Careful planning is the only way to avoid unexpected costs in business continuity.

The full cost of a business's failure to allow for interruption of its activities can only be guessed at. Few companies that suffer a truly catastrophic failure to their systems survive to tell the tale. The full costs - in lost trade, unpaid debts and in jobs - may never be measured.

The US-based Business Continuity Institute estimated that 80% of companies that suffer critical data loss go out of business within little more than a year. Whether it is the result of a simple IT failure or an external problem, from a power outage to a security emergency, a business continuity failure is a serious matter. Customers will most likely go elsewhere; regulators might well impose financial sanctions; and insurers are likely to take up to two years to pay out.

Such consequences make the case for investing in business continuity planning (BCP) straightforward enough: building a business case for specific investment, however, can be more difficult. It requires business units to be realistic about their continuity needs, and open to negotiations about how these can be met.

Routine planning

IT directors observe that if they were to list their priority systems, they would list them all. If they were asked for an acceptable recovery window, it would be immediate. Business units also want systems to be permanently available. This can be achieved, but the systems needed to provide near-zero downtime, almost total resilience and instantaneous recovery are either expensive or require investment in technologies, such as grid, that have yet to gain widespread acceptance within the enterprise.

Chris Frampton, who runs the EMEA business continuity practice at Veritas, argues that building a business case for BCP means moving the IT department to a service provider model, with the business unit acting as the client. This encourages both sides to engage in realistic negotiations over priorities. Also the user and IT department can present a consistent message to the board, when it comes to bidding for funds.

Boards are increasingly aware of their obligations under legislation such as Sarbanes-Oxley or the Basel II accord to ensure they do have a recovery plan. The danger for IT directors is that BCP is tackled as an afterthought, severely stretching the central budget.

Instead, Frampton recommends that every new IT project should have a disaster recovery element built into it, but that element should also be integrated with the overall business continuity plan. This has two effects. The first is to ensure that disaster recovery and BCP funds follow projects. If it takes 10% extra to build BCP into a project such as a new CRM system, that is unlikely to affect its viability unless it was already a borderline decision. It also removes the burden from the IT department of having to find funds for additional hardware, software and personnel.

Gap analysis

This routine planning for business continuity costs also reduces the chances of companies over-specifying them. Instead of each project manager specifying 'x+1' servers, where the '1' is the disaster recovery failover, there is a strong chance that the role could be met by existing disaster recovery equipment under the existing BCP plan, or that existing systems could be upgraded at the centre. Both approaches will control the upward creep of BCP spending.

 
 
How vulnerable is your company to 'losing business-critical data' in the event of a disaster?
Source: Forrester Research
 

At Veritas, Frampton also advocates the use of gap analysis to assess whether BCP spending is sufficient, or indeed excessive. Businesses should look at their ability to recover from a range of threats, and assess that against a period of downtime that is acceptable. This shows the work that needs to be done in BCP.

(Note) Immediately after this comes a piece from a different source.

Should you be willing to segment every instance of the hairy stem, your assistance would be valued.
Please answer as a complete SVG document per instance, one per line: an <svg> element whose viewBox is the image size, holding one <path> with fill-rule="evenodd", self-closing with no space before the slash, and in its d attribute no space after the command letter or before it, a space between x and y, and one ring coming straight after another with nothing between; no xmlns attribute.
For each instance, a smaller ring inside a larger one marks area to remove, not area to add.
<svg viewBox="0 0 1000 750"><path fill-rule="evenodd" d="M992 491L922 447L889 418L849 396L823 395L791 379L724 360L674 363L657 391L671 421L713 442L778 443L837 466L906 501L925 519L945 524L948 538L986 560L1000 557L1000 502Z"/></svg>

The gap will differ from application to application and company to company. Frampton has found gap analysis to be more commonplace in continental Europe than in the UK, but its use among UK business is growing. Companies are also more willing to use service-class definitions, to make it easier to match the right level of business continuity to a particular business system.

Formulating plans

Chris Stuart, a technical consultant in the UK and Ireland solutions group at storage vendor EMC believes that breaking down the business continuity plan to a system-by-system level makes it easier to prove that an investment is necessary, in a field where all being well, ROI is never put to the test.

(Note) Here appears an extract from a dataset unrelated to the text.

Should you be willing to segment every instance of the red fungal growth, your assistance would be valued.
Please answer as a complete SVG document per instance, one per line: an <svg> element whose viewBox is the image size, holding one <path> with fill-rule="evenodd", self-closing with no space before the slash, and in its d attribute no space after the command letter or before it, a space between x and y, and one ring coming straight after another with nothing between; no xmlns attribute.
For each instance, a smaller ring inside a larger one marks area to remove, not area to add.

He points out that the relationship between recovery time and the cost of business continuity arrangements is typically exponential, with zero data loss generally cheaper to achieve than zero downtime. Achieving a five to six hour recovery window might cost half as much as a two-hour window. The longer recovery time is likely to depend on conventional and low-cost technology, such as tape back-up. Instant replication to expensive, fast hard disk will result in a shorter recovery window.

If IT departments can establish a formula for the relationship between the cost of BCP and the recovery window, they can provide businesses with a realistic set of choices.

Nor does such thinking apply only to hardware and the data centre, it can also work for standby office facilities. Here businesses are faced between either paying for company-owned 'dark sites', having a third party supplier on site, or contingency plans to bring one in should the need arise.

Research firm Gartner argues that the move towards 24x7 business, along with the increasingly global nature of trade, has widened the task BCP must undertake. Businesses will have to consider a wider range of threats - to suppliers and possibly customers, as well as to themselves - from ever-wider geographies. While technology can meet most of these threats, a rigorous assessment of a system's criticality, and the recovery time it needs, is vital if BCP is not to be a cost burden.